Krach bezichtigte die Regierung, durch Sparmaßnahmen im Sozialbereich und im Gesundheitswesen die Bürger zu belasten. Die einseitige Fokussierung auf Kürzungen ignoriere die größeren Bedürfnisse und schade den Berlinerinnen und Berlinern – etwa durch Streichungen bei Wohngeld, Elterngeld und Zuschüssen für den öffentlichen Nahverkehr.
Die vorgeschlagenen Einschnitte lehnte er als ungerecht ab. Statt täglich neue Kürzungen zu beschließen, solle die Regierung an einem ausgewogenen Reformpaket arbeiten, forderte Krach. Zudem rief er die Verantwortlichen auf, sich direkt mit den Ängsten und der Verärgerung der Wählerinnen und Wähler auseinanderzusetzen.
Für ihn stehe Fairness über Tempo. Er zweifelt daran, dass vor dem Sommer eine Einigung auf Reformen gelingt, und zeigt sich pessimistisch, dass vor der parlamentarischen Sommerpause Fortschritte erzielt werden.
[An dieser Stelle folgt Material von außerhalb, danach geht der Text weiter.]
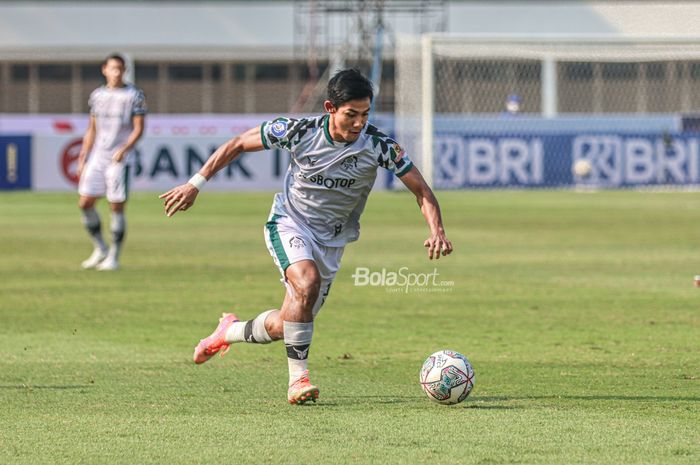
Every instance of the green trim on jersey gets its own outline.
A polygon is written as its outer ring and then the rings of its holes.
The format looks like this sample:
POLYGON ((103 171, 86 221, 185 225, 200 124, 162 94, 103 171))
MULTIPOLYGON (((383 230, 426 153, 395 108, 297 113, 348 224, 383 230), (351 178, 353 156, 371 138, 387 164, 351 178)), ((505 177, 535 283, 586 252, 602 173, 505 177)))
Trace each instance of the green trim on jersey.
POLYGON ((265 227, 267 228, 267 231, 270 234, 270 242, 272 242, 272 248, 275 250, 277 260, 279 260, 280 266, 282 267, 282 271, 284 271, 287 268, 289 268, 290 263, 289 258, 287 257, 287 253, 284 251, 284 246, 282 245, 280 234, 277 231, 276 220, 279 217, 279 215, 272 215, 272 218, 270 218, 270 221, 267 222, 265 227))
POLYGON ((413 162, 409 161, 408 163, 406 163, 406 166, 404 166, 400 173, 396 173, 396 176, 400 178, 404 174, 407 174, 409 171, 411 171, 411 168, 413 168, 413 162))
POLYGON ((260 138, 262 139, 263 147, 265 147, 267 150, 270 150, 270 146, 267 145, 267 141, 265 140, 265 125, 267 124, 267 121, 263 121, 263 123, 260 125, 260 138))
POLYGON ((325 121, 323 121, 323 133, 326 135, 326 140, 331 144, 335 145, 333 143, 333 139, 331 139, 331 132, 328 130, 328 121, 331 119, 331 115, 326 115, 325 121))

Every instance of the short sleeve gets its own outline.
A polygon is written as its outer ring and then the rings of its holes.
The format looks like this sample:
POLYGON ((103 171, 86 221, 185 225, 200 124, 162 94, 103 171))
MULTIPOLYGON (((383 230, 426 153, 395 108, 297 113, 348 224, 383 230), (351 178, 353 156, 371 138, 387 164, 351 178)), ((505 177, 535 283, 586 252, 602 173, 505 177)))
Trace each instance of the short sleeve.
POLYGON ((305 119, 280 117, 265 121, 260 125, 260 137, 266 149, 272 147, 291 151, 306 134, 308 124, 305 119))
POLYGON ((136 89, 136 95, 134 96, 134 104, 131 109, 132 115, 145 115, 148 112, 146 107, 146 96, 143 94, 141 89, 136 89))
POLYGON ((401 177, 411 171, 413 162, 406 151, 393 139, 381 140, 375 150, 378 152, 377 161, 381 166, 401 177))
POLYGON ((90 93, 90 97, 88 98, 88 108, 90 109, 90 114, 94 115, 96 113, 95 111, 95 103, 97 101, 97 91, 99 89, 95 89, 90 93))

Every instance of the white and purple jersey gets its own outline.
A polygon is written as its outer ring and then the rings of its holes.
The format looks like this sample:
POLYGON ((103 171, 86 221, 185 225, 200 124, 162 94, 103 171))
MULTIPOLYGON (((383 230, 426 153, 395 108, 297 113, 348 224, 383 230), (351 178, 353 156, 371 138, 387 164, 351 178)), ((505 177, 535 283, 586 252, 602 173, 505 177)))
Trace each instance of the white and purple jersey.
POLYGON ((329 115, 277 118, 260 126, 263 145, 291 153, 284 191, 272 212, 289 216, 322 245, 342 247, 360 235, 360 215, 380 166, 397 176, 413 164, 395 140, 366 124, 357 140, 334 142, 329 115))

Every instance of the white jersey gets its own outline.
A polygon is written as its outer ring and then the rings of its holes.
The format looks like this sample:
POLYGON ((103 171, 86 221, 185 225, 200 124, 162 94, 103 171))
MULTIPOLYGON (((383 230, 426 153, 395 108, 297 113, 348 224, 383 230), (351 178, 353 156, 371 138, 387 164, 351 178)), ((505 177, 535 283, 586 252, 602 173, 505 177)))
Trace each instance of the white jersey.
POLYGON ((260 126, 265 148, 288 150, 291 164, 272 212, 289 216, 322 245, 342 247, 360 235, 360 215, 382 166, 397 176, 413 164, 395 140, 366 124, 355 142, 334 142, 329 115, 277 118, 260 126))
POLYGON ((109 162, 114 151, 129 139, 134 129, 132 117, 146 114, 146 99, 143 91, 131 84, 117 88, 102 86, 92 91, 88 105, 96 123, 90 161, 109 162))

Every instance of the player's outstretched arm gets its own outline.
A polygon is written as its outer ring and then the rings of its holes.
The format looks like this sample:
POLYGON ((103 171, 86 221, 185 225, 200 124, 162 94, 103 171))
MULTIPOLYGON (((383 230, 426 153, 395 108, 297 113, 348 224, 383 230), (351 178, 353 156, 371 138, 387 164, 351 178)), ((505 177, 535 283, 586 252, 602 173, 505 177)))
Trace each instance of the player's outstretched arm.
POLYGON ((441 254, 452 253, 452 243, 447 239, 445 228, 442 225, 440 205, 418 168, 414 166, 399 179, 416 196, 420 211, 430 226, 430 237, 423 243, 428 249, 428 258, 431 260, 433 258, 439 259, 441 254))
POLYGON ((165 214, 173 216, 180 210, 190 208, 199 194, 199 189, 219 170, 235 160, 241 153, 257 152, 263 148, 259 126, 249 129, 221 145, 211 154, 202 169, 192 176, 192 179, 158 197, 164 199, 165 214))

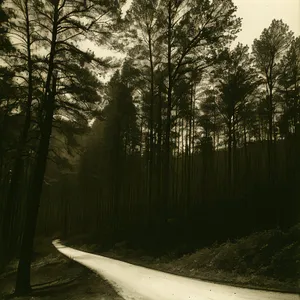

Krachs Kritik unterstreicht die tiefgreifenden Bedenken gegenüber dem Regierungskurs. Er pocht auf sozial gerechte Reformen und ein Ende der täglichen Kürzungsdebatten. Seine Haltung spiegelt die größeren Spannungen innerhalb der Koalition in Fragen der Sozial- und Wirtschaftspolitik wider.